Repeat This Process Throughout the Day

Repeat this process several times each day. Potty-training success depends on the dog’s breed and age. An adult dog is likely to fall in line faster than a puppy, so you may need to repeat this process numerous times over a few weeks for your dog to get the hang of it.

Potty Train a Puppy

Additional Tips for Potty Training Puppies

There are a few additional tips to keep in mind when getting young puppies used to potty training. They might help if you feel overwhelmed by the prospect of teaching your dog where and when to go.

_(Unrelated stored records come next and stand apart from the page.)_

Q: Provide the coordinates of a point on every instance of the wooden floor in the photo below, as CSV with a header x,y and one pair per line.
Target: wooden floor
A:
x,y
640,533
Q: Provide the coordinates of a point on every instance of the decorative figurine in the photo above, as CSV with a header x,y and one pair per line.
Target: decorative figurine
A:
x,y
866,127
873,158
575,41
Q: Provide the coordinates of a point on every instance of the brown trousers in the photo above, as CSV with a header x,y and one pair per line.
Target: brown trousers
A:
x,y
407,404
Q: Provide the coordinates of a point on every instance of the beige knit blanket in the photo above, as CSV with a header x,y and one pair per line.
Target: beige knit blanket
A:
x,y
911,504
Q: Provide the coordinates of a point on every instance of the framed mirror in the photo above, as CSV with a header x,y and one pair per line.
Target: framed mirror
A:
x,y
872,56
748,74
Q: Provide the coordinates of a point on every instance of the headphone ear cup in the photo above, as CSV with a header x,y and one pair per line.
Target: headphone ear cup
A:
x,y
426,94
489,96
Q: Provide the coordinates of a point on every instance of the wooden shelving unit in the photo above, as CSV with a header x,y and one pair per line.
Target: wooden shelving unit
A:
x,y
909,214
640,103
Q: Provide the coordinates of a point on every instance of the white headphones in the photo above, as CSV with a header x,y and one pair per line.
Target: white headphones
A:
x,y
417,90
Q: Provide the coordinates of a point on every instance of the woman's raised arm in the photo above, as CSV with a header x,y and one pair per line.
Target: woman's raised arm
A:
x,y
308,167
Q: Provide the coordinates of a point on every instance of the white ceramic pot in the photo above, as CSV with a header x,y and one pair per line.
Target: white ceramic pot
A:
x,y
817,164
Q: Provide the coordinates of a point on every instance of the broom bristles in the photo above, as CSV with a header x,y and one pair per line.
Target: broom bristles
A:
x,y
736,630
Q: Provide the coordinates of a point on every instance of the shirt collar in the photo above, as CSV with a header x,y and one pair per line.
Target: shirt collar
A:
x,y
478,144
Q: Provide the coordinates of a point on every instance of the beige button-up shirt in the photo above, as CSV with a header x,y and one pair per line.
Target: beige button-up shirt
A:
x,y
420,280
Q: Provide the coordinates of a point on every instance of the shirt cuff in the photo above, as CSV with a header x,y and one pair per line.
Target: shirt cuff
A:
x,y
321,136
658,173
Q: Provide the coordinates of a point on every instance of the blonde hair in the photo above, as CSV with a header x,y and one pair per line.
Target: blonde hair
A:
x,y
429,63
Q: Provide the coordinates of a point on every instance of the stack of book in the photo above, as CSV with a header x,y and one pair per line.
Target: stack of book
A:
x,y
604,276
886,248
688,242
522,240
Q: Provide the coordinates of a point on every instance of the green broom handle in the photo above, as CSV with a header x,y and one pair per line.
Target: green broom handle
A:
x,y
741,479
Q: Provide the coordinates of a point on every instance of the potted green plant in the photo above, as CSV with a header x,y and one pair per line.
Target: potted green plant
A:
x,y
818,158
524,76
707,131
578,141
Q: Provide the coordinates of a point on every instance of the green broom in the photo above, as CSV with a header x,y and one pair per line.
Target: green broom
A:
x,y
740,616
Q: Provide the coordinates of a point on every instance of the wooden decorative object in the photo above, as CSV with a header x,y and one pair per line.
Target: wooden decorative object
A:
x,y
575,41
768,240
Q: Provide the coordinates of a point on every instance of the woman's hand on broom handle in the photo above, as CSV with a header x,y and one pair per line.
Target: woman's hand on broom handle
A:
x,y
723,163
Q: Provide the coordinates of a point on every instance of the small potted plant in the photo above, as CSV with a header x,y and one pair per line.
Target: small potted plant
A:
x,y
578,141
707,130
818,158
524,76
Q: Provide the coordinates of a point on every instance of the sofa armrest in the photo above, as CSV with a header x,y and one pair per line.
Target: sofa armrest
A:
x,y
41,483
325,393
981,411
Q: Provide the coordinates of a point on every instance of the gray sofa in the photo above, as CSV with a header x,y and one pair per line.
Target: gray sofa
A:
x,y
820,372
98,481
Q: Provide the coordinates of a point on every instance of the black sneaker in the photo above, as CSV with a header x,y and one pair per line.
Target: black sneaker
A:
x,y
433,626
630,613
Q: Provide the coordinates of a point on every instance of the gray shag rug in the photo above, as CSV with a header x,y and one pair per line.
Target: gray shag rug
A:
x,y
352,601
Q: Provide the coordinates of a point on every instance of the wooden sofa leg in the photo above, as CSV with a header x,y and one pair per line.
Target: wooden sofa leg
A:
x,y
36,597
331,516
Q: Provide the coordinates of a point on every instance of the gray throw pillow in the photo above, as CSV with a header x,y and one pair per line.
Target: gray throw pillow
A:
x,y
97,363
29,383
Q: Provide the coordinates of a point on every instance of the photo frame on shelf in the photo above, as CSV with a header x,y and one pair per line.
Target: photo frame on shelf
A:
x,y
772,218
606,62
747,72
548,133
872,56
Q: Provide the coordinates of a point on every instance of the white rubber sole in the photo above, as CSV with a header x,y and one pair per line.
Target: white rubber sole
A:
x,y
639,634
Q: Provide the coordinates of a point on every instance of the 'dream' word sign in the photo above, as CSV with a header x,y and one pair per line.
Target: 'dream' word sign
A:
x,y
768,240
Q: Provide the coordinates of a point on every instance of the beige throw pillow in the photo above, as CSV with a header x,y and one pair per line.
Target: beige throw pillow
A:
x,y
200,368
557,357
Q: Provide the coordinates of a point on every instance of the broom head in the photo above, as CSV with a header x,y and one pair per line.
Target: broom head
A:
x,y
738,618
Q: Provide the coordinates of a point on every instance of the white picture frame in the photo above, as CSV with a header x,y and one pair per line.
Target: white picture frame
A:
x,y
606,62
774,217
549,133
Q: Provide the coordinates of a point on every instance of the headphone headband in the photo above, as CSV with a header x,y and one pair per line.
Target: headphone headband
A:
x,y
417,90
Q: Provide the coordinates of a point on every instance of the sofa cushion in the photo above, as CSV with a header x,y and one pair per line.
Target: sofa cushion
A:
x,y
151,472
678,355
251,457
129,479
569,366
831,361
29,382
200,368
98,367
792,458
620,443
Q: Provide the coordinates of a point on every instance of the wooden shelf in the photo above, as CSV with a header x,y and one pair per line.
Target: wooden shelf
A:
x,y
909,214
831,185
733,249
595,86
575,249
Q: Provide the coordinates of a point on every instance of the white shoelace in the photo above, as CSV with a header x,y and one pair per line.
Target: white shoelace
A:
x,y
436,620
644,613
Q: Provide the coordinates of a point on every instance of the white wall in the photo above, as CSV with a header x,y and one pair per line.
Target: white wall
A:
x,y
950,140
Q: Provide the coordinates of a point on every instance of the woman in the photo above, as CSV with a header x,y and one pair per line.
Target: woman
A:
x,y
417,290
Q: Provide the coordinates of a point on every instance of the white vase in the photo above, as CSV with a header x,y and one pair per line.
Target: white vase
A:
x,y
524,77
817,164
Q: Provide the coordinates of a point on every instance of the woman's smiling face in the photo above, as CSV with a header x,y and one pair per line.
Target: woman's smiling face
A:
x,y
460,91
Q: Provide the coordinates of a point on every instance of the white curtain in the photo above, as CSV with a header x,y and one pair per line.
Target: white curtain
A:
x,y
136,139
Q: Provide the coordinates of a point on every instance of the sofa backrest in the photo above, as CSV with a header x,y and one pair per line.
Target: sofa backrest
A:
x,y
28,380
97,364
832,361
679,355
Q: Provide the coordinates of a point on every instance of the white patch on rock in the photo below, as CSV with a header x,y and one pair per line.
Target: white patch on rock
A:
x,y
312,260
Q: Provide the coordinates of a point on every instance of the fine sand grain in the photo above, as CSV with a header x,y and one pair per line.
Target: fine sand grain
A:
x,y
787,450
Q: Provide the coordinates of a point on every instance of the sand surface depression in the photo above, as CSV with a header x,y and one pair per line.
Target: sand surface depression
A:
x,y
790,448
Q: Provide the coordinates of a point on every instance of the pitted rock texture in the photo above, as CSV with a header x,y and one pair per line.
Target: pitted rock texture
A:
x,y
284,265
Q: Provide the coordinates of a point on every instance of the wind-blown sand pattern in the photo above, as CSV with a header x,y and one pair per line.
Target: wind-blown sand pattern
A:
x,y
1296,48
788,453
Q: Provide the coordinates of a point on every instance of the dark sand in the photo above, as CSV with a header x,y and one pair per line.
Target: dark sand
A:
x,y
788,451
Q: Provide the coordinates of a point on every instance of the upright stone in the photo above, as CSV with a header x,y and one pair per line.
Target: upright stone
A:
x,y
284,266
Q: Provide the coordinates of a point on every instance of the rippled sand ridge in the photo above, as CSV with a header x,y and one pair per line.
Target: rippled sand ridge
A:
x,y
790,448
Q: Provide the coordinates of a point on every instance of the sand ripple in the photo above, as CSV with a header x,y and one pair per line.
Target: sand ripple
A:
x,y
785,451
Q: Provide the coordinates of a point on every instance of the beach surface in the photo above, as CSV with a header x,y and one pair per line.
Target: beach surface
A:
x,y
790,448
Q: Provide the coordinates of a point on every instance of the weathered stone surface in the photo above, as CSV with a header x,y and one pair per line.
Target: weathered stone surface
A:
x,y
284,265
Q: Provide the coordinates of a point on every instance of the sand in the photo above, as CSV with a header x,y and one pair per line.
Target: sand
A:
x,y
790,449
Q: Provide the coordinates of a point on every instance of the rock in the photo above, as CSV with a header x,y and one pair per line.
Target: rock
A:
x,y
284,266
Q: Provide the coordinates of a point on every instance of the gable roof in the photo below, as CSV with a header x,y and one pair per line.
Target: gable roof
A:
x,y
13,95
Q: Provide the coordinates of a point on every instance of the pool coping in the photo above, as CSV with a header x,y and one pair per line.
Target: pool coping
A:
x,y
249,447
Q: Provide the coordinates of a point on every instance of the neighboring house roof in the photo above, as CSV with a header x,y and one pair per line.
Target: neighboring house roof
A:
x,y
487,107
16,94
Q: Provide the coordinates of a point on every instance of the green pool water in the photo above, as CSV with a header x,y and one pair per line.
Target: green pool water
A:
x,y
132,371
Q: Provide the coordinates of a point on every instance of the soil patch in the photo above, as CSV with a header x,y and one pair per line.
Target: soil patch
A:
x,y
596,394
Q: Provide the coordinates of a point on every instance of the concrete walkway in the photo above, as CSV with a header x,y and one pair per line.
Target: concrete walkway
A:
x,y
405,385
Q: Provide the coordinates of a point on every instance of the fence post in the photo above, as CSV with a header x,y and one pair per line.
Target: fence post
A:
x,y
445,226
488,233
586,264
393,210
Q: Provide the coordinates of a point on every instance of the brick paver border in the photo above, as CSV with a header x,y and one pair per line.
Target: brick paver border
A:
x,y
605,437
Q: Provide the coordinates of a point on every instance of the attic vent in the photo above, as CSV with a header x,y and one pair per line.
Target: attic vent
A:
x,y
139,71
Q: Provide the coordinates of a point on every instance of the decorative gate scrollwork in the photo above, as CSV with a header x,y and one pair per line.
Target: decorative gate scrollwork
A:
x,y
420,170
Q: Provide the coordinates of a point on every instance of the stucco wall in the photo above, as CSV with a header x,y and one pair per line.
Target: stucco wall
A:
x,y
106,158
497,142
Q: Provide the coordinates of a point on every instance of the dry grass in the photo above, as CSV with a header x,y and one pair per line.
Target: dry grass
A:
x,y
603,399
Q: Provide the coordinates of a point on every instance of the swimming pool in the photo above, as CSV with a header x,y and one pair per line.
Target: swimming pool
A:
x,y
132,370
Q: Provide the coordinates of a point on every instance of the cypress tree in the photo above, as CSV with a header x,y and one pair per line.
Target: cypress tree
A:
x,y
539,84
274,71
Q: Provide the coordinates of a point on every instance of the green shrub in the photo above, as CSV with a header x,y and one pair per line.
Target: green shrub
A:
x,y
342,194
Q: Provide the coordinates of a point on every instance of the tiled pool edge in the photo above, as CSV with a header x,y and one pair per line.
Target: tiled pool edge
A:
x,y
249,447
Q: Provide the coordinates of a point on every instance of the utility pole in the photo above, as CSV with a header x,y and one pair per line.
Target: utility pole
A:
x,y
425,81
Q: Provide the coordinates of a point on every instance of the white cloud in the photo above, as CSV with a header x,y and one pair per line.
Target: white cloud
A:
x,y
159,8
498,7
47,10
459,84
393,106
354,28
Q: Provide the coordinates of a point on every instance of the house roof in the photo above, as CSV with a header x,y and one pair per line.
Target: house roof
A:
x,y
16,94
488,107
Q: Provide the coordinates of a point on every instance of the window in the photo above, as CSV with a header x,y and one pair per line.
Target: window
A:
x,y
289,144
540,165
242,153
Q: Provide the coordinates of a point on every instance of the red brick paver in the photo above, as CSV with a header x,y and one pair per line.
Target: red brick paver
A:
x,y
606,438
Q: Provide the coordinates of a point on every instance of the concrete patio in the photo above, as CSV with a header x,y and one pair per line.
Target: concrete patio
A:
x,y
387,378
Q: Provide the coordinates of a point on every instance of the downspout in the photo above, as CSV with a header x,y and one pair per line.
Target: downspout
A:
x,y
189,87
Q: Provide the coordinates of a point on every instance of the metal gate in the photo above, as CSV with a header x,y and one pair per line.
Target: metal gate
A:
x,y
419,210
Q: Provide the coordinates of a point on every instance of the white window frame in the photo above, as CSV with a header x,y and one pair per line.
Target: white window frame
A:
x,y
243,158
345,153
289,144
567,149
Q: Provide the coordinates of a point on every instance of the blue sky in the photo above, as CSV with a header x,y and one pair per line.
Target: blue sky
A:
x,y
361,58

Create a Chart of Your Puppy’s House Training Process

If you’re a hyper-organized person, a chart might help track what’s worked and what hasn’t. This is also an excellent way to see where you are in the puppy training process from a visual perspective. Note what conditions are more likely to spur your pup to go, where they prefer and what praise/treats work best for encouragement.

Start a Feeding Schedule

If your puppy isn’t responding well to a regular potty break schedule, use a feeding schedule to learn when your dog is most likely to need to go potty. This will help you anticipate necessary breaks. You might also take your puppy out after it has a drink or wakes up from a nap.

Clean Potty Accidents Thoroughly

If your puppy has an accident in the house, clean it up as thoroughly as possible. When pups smell places they’ve pooped or urinated in the past, they’re more likely to go there again. This is especially true of very young puppies.

Potty training your puppy can be laborious, but once you have it down, you and your dog can spend more time getting to know one another. It’s worth the effort and consistency necessary to house-train your pup, and your relationship with one another will be better for it.